Währenddessen gehen die Autoren auf die Barrikaden, die meisten stellen sich hinter die Verlegerin Ulla Unseld-Berkéwicz. Bekannte deutsche Schriftsteller wie Uwe Tellkamp, Hans Magnus Enzensberger oder Sybille Lewitscharoff haben angekündigt, den Verlag zu verlassen, wenn Hans Barlach die Macht übernehmen sollte.

Auch der amerikanische Autor Louis Begley, dessen Bücher in deutscher Übersetzung bei Suhrkamp verlegt werden, schätzt die Zusammenarbeit mit dem Verlag. Das machte er in einem Interview mit der DW deutlich: "Ich habe eine sehr glückliche Karriere als Schriftsteller in den Vereinigten Staaten gehabt, aber ich habe noch nie erlebt, dass ein ganzer Verlag so hinter einem steht, so wie das bei Suhrkamp der Fall war und immer noch ist. Und damit will ich nicht meinen Verlag hier in den USA schlecht machen, aber die Zusammenarbeit mit Suhrkamp war einfach immer außergewöhnlich gut."

Schwierige Aufgabe für die Vermittler

Doch das alles nützt natürlich nichts, wenn die Gesellschafter nicht in der Lage sind, den Verlag gemeinsam zu führen.

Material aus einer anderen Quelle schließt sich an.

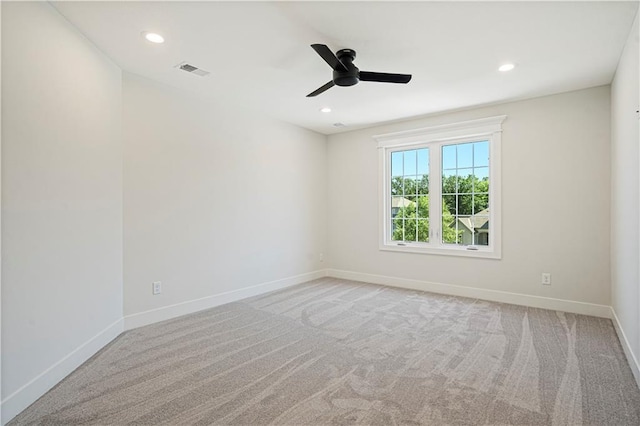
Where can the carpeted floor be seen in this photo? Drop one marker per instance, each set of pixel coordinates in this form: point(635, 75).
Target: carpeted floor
point(338, 352)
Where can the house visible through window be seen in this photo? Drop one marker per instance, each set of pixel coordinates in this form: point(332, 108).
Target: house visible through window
point(440, 189)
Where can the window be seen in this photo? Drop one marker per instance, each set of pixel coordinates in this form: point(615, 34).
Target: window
point(440, 189)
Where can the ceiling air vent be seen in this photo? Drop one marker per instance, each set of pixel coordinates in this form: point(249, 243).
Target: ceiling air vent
point(192, 69)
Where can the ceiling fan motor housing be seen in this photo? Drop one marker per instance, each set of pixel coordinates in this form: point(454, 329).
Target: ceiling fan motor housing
point(351, 76)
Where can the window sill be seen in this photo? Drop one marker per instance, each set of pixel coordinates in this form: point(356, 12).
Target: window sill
point(482, 253)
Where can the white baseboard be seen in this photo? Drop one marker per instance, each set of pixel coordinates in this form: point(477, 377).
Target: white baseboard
point(626, 347)
point(29, 393)
point(479, 293)
point(172, 311)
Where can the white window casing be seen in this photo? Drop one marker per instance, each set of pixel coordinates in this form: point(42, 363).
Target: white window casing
point(485, 129)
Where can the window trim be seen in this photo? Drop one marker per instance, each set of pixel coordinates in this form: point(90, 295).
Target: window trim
point(435, 137)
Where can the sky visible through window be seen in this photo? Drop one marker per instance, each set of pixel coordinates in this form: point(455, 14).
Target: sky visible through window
point(464, 192)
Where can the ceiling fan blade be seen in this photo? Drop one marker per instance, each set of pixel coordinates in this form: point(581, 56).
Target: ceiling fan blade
point(316, 92)
point(384, 77)
point(326, 54)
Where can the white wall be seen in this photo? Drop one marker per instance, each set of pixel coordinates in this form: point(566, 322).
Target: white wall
point(555, 195)
point(216, 200)
point(61, 201)
point(625, 187)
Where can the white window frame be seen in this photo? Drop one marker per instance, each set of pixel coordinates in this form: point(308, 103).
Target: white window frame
point(489, 129)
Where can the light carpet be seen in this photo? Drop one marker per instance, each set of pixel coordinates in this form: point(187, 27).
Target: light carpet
point(341, 352)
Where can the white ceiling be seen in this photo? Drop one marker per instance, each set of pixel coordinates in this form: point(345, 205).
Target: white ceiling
point(259, 56)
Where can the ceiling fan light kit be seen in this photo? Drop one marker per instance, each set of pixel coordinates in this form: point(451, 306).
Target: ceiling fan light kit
point(346, 74)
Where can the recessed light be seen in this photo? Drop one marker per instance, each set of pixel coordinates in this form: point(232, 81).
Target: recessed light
point(153, 37)
point(506, 67)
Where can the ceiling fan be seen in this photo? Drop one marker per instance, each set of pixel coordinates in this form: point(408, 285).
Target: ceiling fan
point(347, 74)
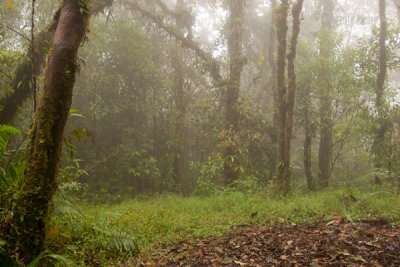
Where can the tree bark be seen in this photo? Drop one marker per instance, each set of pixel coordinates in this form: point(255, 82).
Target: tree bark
point(292, 82)
point(282, 29)
point(286, 96)
point(272, 65)
point(21, 84)
point(180, 109)
point(307, 149)
point(325, 144)
point(378, 145)
point(236, 63)
point(44, 150)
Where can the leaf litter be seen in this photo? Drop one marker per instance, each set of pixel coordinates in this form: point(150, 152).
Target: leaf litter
point(337, 242)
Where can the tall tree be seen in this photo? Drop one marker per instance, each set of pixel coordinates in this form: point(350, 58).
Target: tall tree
point(31, 211)
point(378, 145)
point(272, 65)
point(286, 94)
point(236, 63)
point(179, 120)
point(22, 82)
point(325, 143)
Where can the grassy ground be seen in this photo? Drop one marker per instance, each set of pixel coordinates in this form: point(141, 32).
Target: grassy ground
point(98, 234)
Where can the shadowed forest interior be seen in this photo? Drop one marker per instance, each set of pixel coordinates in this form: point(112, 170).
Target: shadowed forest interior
point(172, 132)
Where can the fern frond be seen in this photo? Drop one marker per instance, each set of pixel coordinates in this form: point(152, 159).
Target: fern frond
point(111, 238)
point(6, 132)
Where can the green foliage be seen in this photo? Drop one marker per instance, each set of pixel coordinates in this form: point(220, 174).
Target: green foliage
point(10, 175)
point(158, 221)
point(6, 132)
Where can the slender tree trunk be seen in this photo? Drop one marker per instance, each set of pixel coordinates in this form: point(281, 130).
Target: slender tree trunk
point(378, 145)
point(286, 95)
point(325, 144)
point(282, 29)
point(40, 182)
point(236, 63)
point(307, 149)
point(296, 10)
point(272, 65)
point(180, 109)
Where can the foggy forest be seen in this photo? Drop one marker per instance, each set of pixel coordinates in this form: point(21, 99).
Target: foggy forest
point(200, 133)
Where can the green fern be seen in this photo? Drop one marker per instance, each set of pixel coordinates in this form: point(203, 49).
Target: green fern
point(111, 239)
point(12, 178)
point(6, 132)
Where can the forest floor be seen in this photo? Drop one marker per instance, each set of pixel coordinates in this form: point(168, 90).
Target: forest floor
point(231, 228)
point(326, 243)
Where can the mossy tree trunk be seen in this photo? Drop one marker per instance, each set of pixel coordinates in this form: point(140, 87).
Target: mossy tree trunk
point(325, 144)
point(272, 64)
point(22, 82)
point(236, 62)
point(179, 120)
point(286, 94)
point(43, 156)
point(382, 125)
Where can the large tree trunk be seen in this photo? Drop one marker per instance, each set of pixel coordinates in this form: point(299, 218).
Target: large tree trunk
point(381, 128)
point(22, 82)
point(40, 182)
point(325, 144)
point(236, 62)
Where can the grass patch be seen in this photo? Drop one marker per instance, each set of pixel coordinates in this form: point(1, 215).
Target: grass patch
point(99, 233)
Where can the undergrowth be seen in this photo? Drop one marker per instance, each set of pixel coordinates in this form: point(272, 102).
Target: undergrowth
point(99, 234)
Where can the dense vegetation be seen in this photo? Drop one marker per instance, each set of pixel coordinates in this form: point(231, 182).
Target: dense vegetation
point(127, 126)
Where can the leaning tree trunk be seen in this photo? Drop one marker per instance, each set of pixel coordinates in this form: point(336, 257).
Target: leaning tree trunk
point(22, 82)
point(378, 145)
point(325, 144)
point(236, 62)
point(43, 156)
point(282, 28)
point(287, 100)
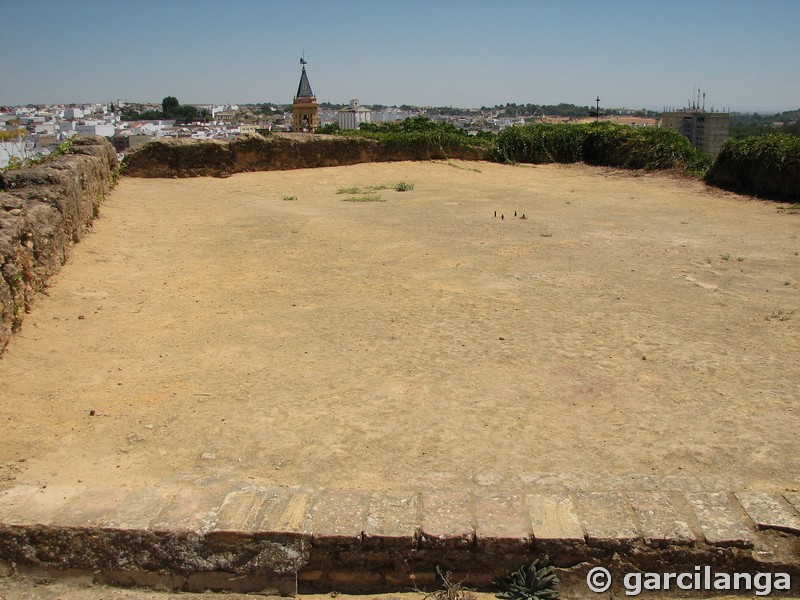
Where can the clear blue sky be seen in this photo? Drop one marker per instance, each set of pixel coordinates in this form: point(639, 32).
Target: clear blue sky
point(638, 54)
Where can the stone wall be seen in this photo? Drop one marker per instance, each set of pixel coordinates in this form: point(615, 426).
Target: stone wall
point(275, 152)
point(45, 209)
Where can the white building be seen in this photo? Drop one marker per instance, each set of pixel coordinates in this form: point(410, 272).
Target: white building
point(96, 128)
point(352, 116)
point(72, 114)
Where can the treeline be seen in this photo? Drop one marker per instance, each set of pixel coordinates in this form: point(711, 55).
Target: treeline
point(746, 124)
point(171, 110)
point(766, 166)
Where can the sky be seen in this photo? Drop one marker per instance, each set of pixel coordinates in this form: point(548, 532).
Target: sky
point(744, 54)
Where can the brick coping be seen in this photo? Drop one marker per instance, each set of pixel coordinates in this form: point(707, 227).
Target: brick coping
point(289, 540)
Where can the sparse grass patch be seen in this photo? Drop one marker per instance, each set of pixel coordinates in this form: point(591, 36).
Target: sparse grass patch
point(779, 314)
point(365, 198)
point(452, 590)
point(367, 194)
point(536, 581)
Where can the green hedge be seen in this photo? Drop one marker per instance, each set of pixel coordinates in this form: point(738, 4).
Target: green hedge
point(766, 166)
point(648, 148)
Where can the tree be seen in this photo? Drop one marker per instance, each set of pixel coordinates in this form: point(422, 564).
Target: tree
point(169, 105)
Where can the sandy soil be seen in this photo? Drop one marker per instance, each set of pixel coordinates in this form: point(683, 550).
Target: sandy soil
point(631, 331)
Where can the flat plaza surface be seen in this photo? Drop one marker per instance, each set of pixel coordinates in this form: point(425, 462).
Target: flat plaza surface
point(631, 332)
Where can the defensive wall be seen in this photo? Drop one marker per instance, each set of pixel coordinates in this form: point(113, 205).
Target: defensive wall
point(48, 207)
point(289, 540)
point(44, 210)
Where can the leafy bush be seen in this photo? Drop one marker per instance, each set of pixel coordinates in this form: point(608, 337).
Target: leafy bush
point(541, 143)
point(421, 136)
point(648, 148)
point(767, 166)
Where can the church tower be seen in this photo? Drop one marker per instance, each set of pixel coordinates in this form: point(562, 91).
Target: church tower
point(304, 107)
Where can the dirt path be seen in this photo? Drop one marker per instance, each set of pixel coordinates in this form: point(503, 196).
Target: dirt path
point(630, 331)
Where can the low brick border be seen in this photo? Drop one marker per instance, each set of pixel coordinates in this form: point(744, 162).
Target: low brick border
point(290, 540)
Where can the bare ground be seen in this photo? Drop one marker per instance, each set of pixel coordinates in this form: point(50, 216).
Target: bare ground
point(631, 332)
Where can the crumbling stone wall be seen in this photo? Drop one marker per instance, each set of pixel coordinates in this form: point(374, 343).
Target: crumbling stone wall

Anfang Dezember erst hatte ein Gericht die Geschäftsführung des Suhrkamp-Verlags, der Ulla Unseld-Berkéwicz ebenfalls angehört, abgesetzt. Hans Barlach hatte geklagt, weil bestimmte Ausgaben nicht mit ihm abgesprochen worden waren. Geschäftsfördernd sind diese Prozesse sicherlich nicht. Den vielbeschworenen "Untergang" des Verlages fürchtet Suhrkamp-Anwalt Peter Raue allerdings nicht. Für eine Auflösung der Verlagsgesellschaft gebe es keine Rechtsgrundlage, "weil das Gesellschaftsziel trotz des Stresses und des Streites nach wie vor erreicht wird", sagte er der Deutschen Welle Ende Januar.

Der Mitbesitzer des Suhrkamp Verlag, Hans Barlach, aufgenommen 1999 (dpa)
Hans BarlachBild: picture-alliance/dpa

Doch wie weitermachen, wenn die Vorstellungen der Gesellschafter über das "wie" dermaßen auseinanderklaffen? Das ist die schwierige Frage, die die Vermittler der beiden Parteien in diesem Streit beantworten sollen. Und mit ein bisschen Glück gelingt ihnen das ja vielleicht doch noch. Auf jeden Fall haben sie jetzt noch einmal Zeit dafür bekommen. Der neue und wohl entscheidende Gerichtstermin ist für den 25. September angesetzt.